Le ministre de l'Air demandait instamment que des déportés politiques participent au rapatriement pour dépister les faux déportés politiques et leur donnait toutes les facilités pour se rendre en Allemagne en avion.

La Commission aérienne accepta cette proposition et aussitôt des rapatriés s'offrent pour aller aider au rapatriement de leurs camarades encore en Allemagne. Munis du laissez-passer du ministère de l'Air, six d'entre eux parviennent jusqu'aux centres de rapatriement à Luneburg, Gotha, Linz, Belsen.

Là, ils se heurtent aux responsables des missions françaises de rapatriement. Malgré l'ordre de mission du ministère de l'Air et leurs explications sur la nécessité de leur participation au rapatriement, ces officiers leur fermèrent la porte au nez, certains allèrent même jusqu'à leur dire de repartir immédiatement s'ils ne voulaient pas se faire arrêter.

Nos camarades ne se laissèrent pas décourager, ils voulurent rester. Mais, sans moyen de transport pour prospecter les régions environnantes, sans endroit pour manger et coucher, leur travail était presque impossible.

Un seul réussit à rester plus de 3 semaines à Luneburg, grâce à l'appui d'un officier. Il rayonna sur toute la région, s'habillant tant bien que mal en officier (à ses risques et périls). Il permit ainsi le rapatriement de nombreux de ses camarades d'Oranienburg et d'ailleurs.

Mais ce n'était pas une solution. Ce que nous voulions, ce qui était demandé par toute la Commission, c'était que les déportés politiques participent au triage des personnes à rapatrier et aient leur mot à dire en la circonstance, il fallait que le ministère des Prisonniers et Déportés leur donnent des pouvoirs officiels.

Et pour cela, nous avons multiplié les démarches, nous avons couru de bureau en bureau, car ils ne manquent pas.

Le représentant du ministère des Prisonniers à la Commission aérienne de rapatriement m'informa que les déportés politiques voulant participer au rapatriement en Allemagne devaient se faire mobiliser.

Il nous envoya chez le colonel Pouzadou, boulevard Sébastopol, à cet effet. Malgré de nombreuses visites, de nombreuses discussions avec de nombreux officiers, nous n'avons jamais pu obtenir cette mobilisation nécessaire et les avions continuèrent à ramener, malgré l'interdiction formelle du ministre de l'Air et de toute la Commission, des volontaires du travail, des hommes et des femmes aux valises magnifiques et bien bourrées et même des Allemandes.

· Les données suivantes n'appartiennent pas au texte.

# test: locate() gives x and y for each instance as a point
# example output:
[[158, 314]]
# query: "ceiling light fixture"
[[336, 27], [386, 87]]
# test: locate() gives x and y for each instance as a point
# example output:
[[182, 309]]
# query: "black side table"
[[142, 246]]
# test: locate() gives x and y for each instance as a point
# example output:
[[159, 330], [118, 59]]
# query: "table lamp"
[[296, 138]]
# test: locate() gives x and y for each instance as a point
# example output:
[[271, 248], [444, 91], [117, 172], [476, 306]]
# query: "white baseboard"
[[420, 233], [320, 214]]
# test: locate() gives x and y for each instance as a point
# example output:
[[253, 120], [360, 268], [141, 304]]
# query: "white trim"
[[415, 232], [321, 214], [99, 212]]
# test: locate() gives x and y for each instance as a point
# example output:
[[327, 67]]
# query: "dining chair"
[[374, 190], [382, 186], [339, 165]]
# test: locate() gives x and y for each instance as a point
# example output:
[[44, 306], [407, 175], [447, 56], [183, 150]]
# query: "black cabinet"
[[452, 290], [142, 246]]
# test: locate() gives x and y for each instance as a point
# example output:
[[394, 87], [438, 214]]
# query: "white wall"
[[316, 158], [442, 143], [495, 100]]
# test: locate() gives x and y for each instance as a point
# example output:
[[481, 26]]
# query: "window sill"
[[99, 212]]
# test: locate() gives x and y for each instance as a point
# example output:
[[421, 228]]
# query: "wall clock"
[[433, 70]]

Comment s'en étonner quand on sait qu'à Linz, le chef de la mission de rapatriement était un ancien chef des Chantiers de jeunesse. A ma protestation contre cet emploi d'hommes de Vichy pour le rapatriement, il fut répondu qu'il fallait se servir de ce que l'on trouvait sur place. Et dans le même temps on refusait de mobiliser les déportés politiques pour organiser le rapatriement de leurs camarades.

Malgré ces points négatifs dus à l'incapacité des Missions françaises de rapatriement de s'occuper efficacement de rapatrier les cas les plus urgents de déportés politiques, des résultats importants ont été obtenus.

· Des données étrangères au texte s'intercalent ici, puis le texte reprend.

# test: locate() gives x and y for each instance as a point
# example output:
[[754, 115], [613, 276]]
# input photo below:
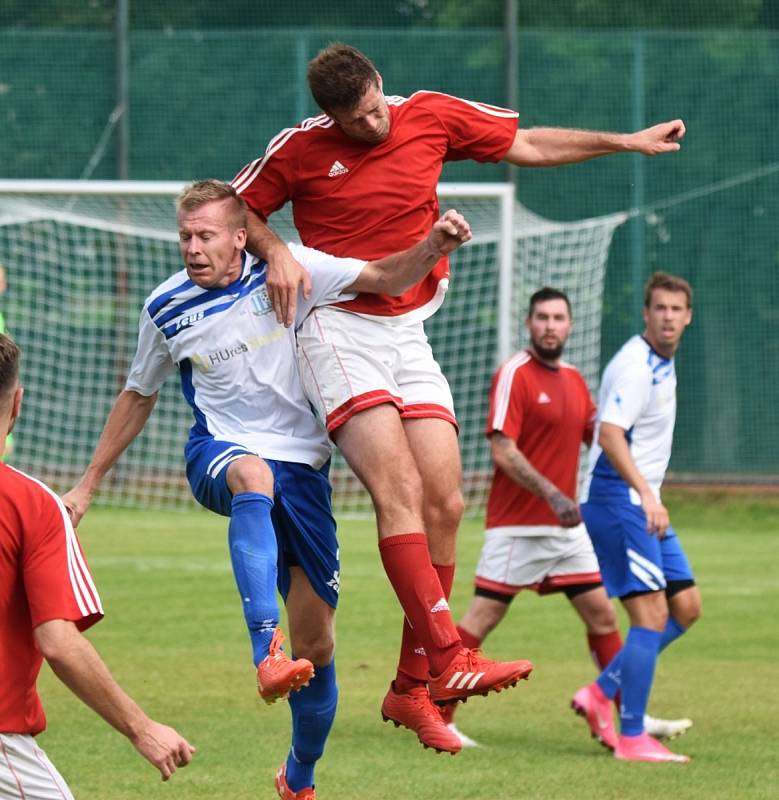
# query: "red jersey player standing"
[[362, 179], [540, 413], [47, 597]]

Le rapatriement de Suède par exemple. Il faut rappeler que le 26mai, j'ai adressé, au nom de notre Fédération, une demande au ministre de l'Air pour qu'il envoie un avion en Suède afin d'étudier sur place les possibilités de rapatriement des déportés politiques de Ravensbrück et de Neuengamme s'y trouvant.

A la suite de démarches auprès du consulat de Suède, cet avion put partir. Il fut accueilli avec une immense joie par nos camarades qui avaient hâte de rentrer dans leurs familles. Le rapatriement commença bientôt à la cadence de deux avions par jour.

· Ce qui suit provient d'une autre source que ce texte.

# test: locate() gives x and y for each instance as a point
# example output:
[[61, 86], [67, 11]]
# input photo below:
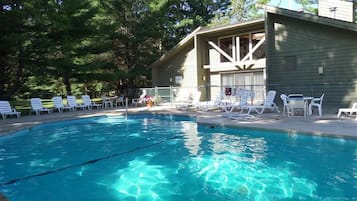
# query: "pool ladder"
[[126, 108]]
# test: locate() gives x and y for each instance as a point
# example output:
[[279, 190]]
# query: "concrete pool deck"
[[327, 125]]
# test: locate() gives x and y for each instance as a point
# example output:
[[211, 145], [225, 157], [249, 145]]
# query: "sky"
[[288, 4]]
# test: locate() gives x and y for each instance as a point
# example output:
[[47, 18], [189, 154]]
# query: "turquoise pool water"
[[172, 158]]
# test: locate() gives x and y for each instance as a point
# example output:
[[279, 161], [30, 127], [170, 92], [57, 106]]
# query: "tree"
[[17, 45]]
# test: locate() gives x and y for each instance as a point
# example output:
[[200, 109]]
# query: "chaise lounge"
[[6, 110]]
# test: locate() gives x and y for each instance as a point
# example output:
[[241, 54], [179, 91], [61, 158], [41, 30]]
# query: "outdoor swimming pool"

Après ces accords avec le maréchal soviétique Joukov, des avions allèrent à Berlin et ramenèrent les derniers malades de Ravensbrück et d'Oranienburg, d'autres partirent à Prague, à Brunswick, à Magdeburg, etc.

Je concluerai mon rapport en disant que, si nous avions rencontré auprès du ministère des Prisonniers et Déportés et auprès de la Mission française de rapatriement compréhension et esprit d'initiative, des centaines de Français et de Françaises ne seraient pas morts, en Allemagne, après la libération de leurs camps.


Rose GUERIN
6 octobre 1945

* déportés politiques : En fait, déportés résistants. Le terme "déportés politiques" fut utilisé jusqu'en 1948.